Peace. A gentle breeze coming down the creek between the mangroves and through the corridor of the house, rustling the drying wetsuits over the concrete porch, faint bird and insect songs from the mangroves all around us. A jutilla climbs down out of the trees into the dinghy tied off the porch to drink from the rainwater collected in the bilge. Sun emerging from scattered clouds on the horizon. A fresh day.
We clean up, load the gear onto the boat, say goodbyes, and board the boat for the long, sleepy cruise to Jucaro and another 5-hour bus ride.
Later: a great evening on the patio of the Hotel Nacional, where we stayed. Cohiba cigars and mojitos on the couches in the tropic evening air with our Irish friends.

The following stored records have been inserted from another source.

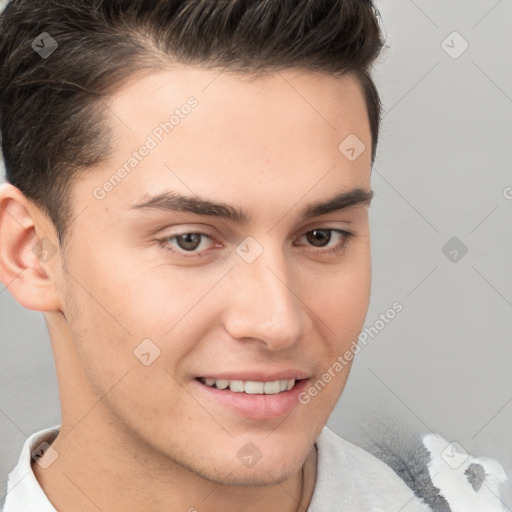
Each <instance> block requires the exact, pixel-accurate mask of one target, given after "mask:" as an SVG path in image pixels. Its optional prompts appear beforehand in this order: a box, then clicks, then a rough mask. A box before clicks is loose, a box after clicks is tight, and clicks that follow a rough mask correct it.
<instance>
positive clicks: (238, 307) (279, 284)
mask: <svg viewBox="0 0 512 512" xmlns="http://www.w3.org/2000/svg"><path fill="white" fill-rule="evenodd" d="M273 254H276V256H273V255H271V254H270V250H269V249H266V250H265V251H263V253H262V254H261V255H260V256H259V257H258V258H257V259H256V260H255V261H253V262H252V263H247V262H246V261H244V260H243V259H242V258H239V259H238V260H237V261H236V264H235V268H234V269H233V272H231V286H233V290H234V293H231V294H230V296H231V299H230V300H229V301H228V302H227V304H228V306H227V311H226V315H227V316H226V329H227V330H228V332H229V333H230V334H231V336H233V337H234V338H236V339H241V338H253V339H259V340H262V341H263V342H265V343H266V345H267V346H268V347H269V348H273V349H280V348H285V347H287V346H289V345H291V344H293V343H295V342H296V341H297V340H298V339H299V337H300V336H301V335H302V334H303V332H304V329H305V328H306V327H307V325H306V324H307V318H308V317H307V315H306V314H305V311H304V305H303V304H302V302H301V301H300V299H299V298H298V297H297V296H296V295H295V294H296V292H294V291H292V290H293V283H292V282H291V278H290V272H289V268H288V266H287V265H286V262H285V259H284V258H285V256H284V255H283V254H282V252H280V253H279V254H278V253H277V252H275V251H274V253H273ZM233 281H236V284H235V283H234V282H233Z"/></svg>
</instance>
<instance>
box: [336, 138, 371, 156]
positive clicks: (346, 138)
mask: <svg viewBox="0 0 512 512" xmlns="http://www.w3.org/2000/svg"><path fill="white" fill-rule="evenodd" d="M365 149H366V146H365V145H364V143H363V141H362V140H361V139H360V138H359V137H358V136H357V135H354V134H353V133H351V134H350V135H349V136H348V137H346V138H345V139H343V141H342V142H341V144H340V145H339V146H338V150H339V151H340V153H342V154H343V155H344V156H345V158H347V160H350V161H351V162H353V161H354V160H357V159H358V158H359V157H360V156H361V155H362V154H363V153H364V151H365Z"/></svg>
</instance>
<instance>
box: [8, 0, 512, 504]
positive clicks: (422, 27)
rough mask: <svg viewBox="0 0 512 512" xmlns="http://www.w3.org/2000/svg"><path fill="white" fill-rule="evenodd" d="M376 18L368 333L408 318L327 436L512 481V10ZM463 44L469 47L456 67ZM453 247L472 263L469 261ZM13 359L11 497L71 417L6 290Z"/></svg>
mask: <svg viewBox="0 0 512 512" xmlns="http://www.w3.org/2000/svg"><path fill="white" fill-rule="evenodd" d="M0 3H1V2H0ZM376 5H377V7H378V8H379V10H380V12H381V14H382V19H383V30H384V32H385V34H386V37H387V42H388V45H390V48H388V49H387V50H386V52H385V53H384V54H383V55H382V57H381V58H380V60H379V62H378V64H377V65H376V67H375V73H374V76H375V79H376V81H377V85H378V87H379V89H380V92H381V95H382V99H383V102H384V107H385V115H384V119H383V127H382V135H381V137H382V138H381V140H380V144H379V150H378V156H377V160H376V162H375V166H374V168H373V173H372V187H373V189H374V190H375V194H376V195H375V198H374V202H373V204H372V207H371V209H370V211H371V226H372V250H373V284H372V299H371V303H370V309H369V312H368V315H367V319H366V323H365V325H366V326H372V325H374V324H375V322H376V320H377V319H378V318H379V315H380V314H382V313H385V312H386V310H387V309H388V308H390V307H391V305H392V304H393V303H394V302H395V301H399V302H400V303H401V304H402V305H403V311H402V312H400V313H399V314H398V315H396V317H395V318H394V319H393V320H391V321H390V322H389V323H388V324H386V325H385V328H383V329H381V330H379V333H378V335H376V336H374V338H369V340H370V341H369V343H368V345H367V346H365V347H364V348H363V349H362V350H361V351H360V352H359V354H358V356H357V358H356V360H355V363H354V366H353V370H352V373H351V376H350V379H349V381H348V384H347V387H346V389H345V391H344V393H343V395H342V398H341V400H340V402H339V404H338V406H337V407H336V409H335V411H334V412H333V414H332V416H331V418H330V420H329V423H328V425H329V426H330V427H331V428H333V429H334V430H335V431H336V432H338V433H339V434H341V435H342V436H344V437H345V438H347V439H349V440H351V441H353V442H355V443H356V444H359V445H362V446H368V444H369V437H371V435H373V434H375V430H376V427H375V426H373V427H372V426H371V425H374V420H375V418H381V419H383V420H384V423H385V424H392V425H394V426H393V427H392V428H402V427H403V426H406V427H407V429H408V430H409V431H410V432H412V433H413V434H417V435H420V434H422V433H424V432H427V431H434V432H437V433H439V434H441V435H442V436H443V437H445V438H446V439H448V440H449V441H457V442H458V443H459V444H461V445H462V446H463V447H464V448H465V449H466V450H467V451H468V452H469V453H470V454H472V455H474V456H481V455H486V456H490V457H496V458H498V459H499V460H500V461H501V462H502V464H503V465H504V466H505V468H506V470H507V472H508V473H509V474H512V444H511V442H510V432H511V427H512V382H511V381H512V379H511V377H510V368H511V366H512V343H511V341H512V340H511V337H512V336H511V332H512V314H511V313H512V200H511V199H507V197H505V196H506V194H505V193H504V191H505V190H506V188H507V187H512V172H511V161H512V149H511V148H512V144H511V140H512V122H511V117H512V80H511V66H510V62H512V50H511V49H512V35H511V34H512V32H511V31H510V27H511V26H512V0H500V1H496V0H459V1H455V0H452V1H447V0H428V1H427V0H415V1H413V0H400V1H398V0H396V1H392V2H389V1H388V2H386V3H385V2H384V1H378V2H376ZM454 31H456V32H458V33H459V34H460V36H462V38H464V40H465V41H467V43H468V44H469V47H468V49H467V50H466V51H465V52H464V53H462V54H461V55H460V56H458V57H457V58H453V56H454V55H457V54H458V53H460V51H461V49H462V48H463V46H462V45H463V41H462V40H461V39H460V38H458V36H457V35H455V36H454V35H451V34H452V33H453V32H454ZM448 36H450V37H448ZM447 38H448V39H447ZM445 40H446V42H445V43H443V41H445ZM450 46H451V47H452V48H449V47H450ZM445 49H447V50H448V51H450V52H452V56H450V55H448V53H447V52H446V51H445ZM508 197H512V194H509V195H508ZM452 237H457V239H458V242H457V243H458V244H459V247H461V245H460V244H464V246H466V247H467V249H468V252H467V253H466V254H465V255H464V256H462V257H461V254H462V253H461V252H460V250H459V252H458V260H457V261H455V262H454V261H451V260H450V259H449V258H448V257H447V256H446V255H445V254H444V252H443V251H442V248H443V246H444V245H445V244H446V243H447V242H448V241H449V240H450V239H451V238H452ZM445 252H446V251H445ZM0 351H1V358H0V439H1V444H0V488H1V489H2V490H3V489H4V488H5V481H6V478H7V474H8V472H9V471H10V470H11V469H12V467H13V466H14V465H15V463H16V462H17V459H18V457H19V452H20V450H21V447H22V445H23V442H24V441H25V439H26V437H27V436H28V435H29V434H31V433H33V432H35V431H36V430H39V429H42V428H45V427H48V426H50V425H54V424H57V423H59V422H60V411H59V401H58V388H57V381H56V374H55V368H54V363H53V357H52V353H51V347H50V342H49V338H48V334H47V331H46V326H45V323H44V319H43V315H42V313H37V312H32V311H28V310H24V309H23V308H22V307H21V306H19V305H18V304H17V303H16V302H15V301H14V299H13V298H12V296H11V295H10V293H9V291H8V290H6V289H5V288H4V286H3V285H1V284H0ZM368 428H370V430H372V429H373V431H372V432H373V434H370V435H369V434H368ZM507 503H508V505H509V506H512V499H511V498H510V496H508V497H507Z"/></svg>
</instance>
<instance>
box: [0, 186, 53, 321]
mask: <svg viewBox="0 0 512 512" xmlns="http://www.w3.org/2000/svg"><path fill="white" fill-rule="evenodd" d="M51 227H52V225H51V223H50V222H48V221H46V219H45V215H44V214H43V213H42V212H40V210H39V209H38V208H37V207H36V206H35V205H34V204H33V203H32V202H31V201H30V200H29V199H27V198H26V197H25V196H24V195H23V194H22V192H21V191H20V190H19V189H18V188H16V187H14V186H13V185H11V184H9V183H5V184H2V185H0V281H1V282H2V283H3V285H4V286H5V287H6V288H7V289H8V290H9V291H10V293H11V294H12V295H13V297H14V298H15V299H16V300H17V301H18V302H19V304H21V305H22V306H23V307H25V308H27V309H32V310H35V311H57V310H60V309H61V303H60V298H59V294H58V287H57V283H56V278H57V276H58V275H60V273H59V272H57V271H56V269H57V266H58V265H59V264H60V263H59V262H60V254H59V251H58V247H57V244H56V241H55V238H56V237H55V233H54V230H52V229H51Z"/></svg>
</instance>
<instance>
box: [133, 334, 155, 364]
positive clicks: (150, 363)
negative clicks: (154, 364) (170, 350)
mask: <svg viewBox="0 0 512 512" xmlns="http://www.w3.org/2000/svg"><path fill="white" fill-rule="evenodd" d="M133 354H134V355H135V357H136V358H137V359H138V360H139V361H140V362H141V363H142V364H143V365H144V366H149V365H150V364H152V363H153V361H155V359H157V358H158V357H160V349H159V348H158V347H157V346H156V345H155V344H154V343H153V342H152V341H151V340H150V339H149V338H146V339H145V340H143V341H142V342H141V343H140V344H139V345H137V347H136V348H135V350H134V351H133Z"/></svg>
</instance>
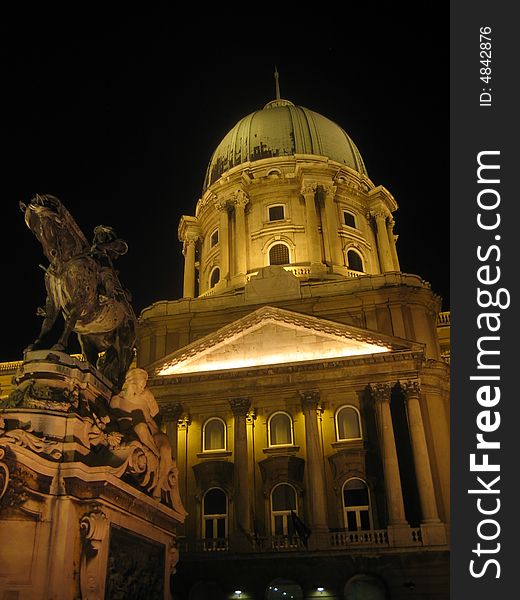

Only a week in Cuba. But in that time we’ve seen a glimpse of the natural world of Cuba, the strange aura of a land balanced between another long-gone time and an uncertain future, an island in the ocean of globalized society and commerce as well as in the more literal sense, isolated by American anger and frustration at not being able to dislodge what it perceives as a bush-league revolutionary 80 miles from its shore.
And that situation, via the stranglehold on western trade and the collapse of Soviet patronage over the last two decades in turn provide a fascinating window on the possible futures that might face us as the fossil fuel party finally winds to an end. Will our innumerable cars and machines wind down with it, and the great factories go quiet, as they’ve done here, standing with peeling paint and idle elevators as enigmatic monuments to a lost civilization like those of the Maya or the Romans in the countryside of their former empires?
Perhaps not—we have money, and some time at least, that were not available to Cuba when the party ended here. But do we have the will, and the foresight?
And Cuba is clearly a unique case (but isn’t everywhere?)—a nation that has been very consciously guided, partially successfully, by its leaders toward a society of equality and self-sufficiency and education over five decades, that has a small population relative to its land area, and that is less injured with the scars of rampant pillage of its resources than are many other places in what we call the developing world. Perhaps as a result of all these, it is a nation of problem solvers and eminently practical, competent people.
Life in Cuba goes on. And life goes back to the original source of all energy—the sun. Rank vegetation taking over, nourishing, if barely, the scrawny cattle and goats and horses and oxen and men and women that now laboriously break the earth by their own collective power, largely unaided by the dwindling stock of fuel stored up in the earth over hundreds of millions of years.
Is this medieval lifestyle the past for Cuba, beginning to fade as the society and economy open ever so slowly? We all felt during the trip that we were seeing something that would be hard to imagine in only a decade or so, that when the borders eventually open, as they inevitably will, it won’t be long till the place becomes Disneyworld for tourists.
Or is this the future for the rest of us?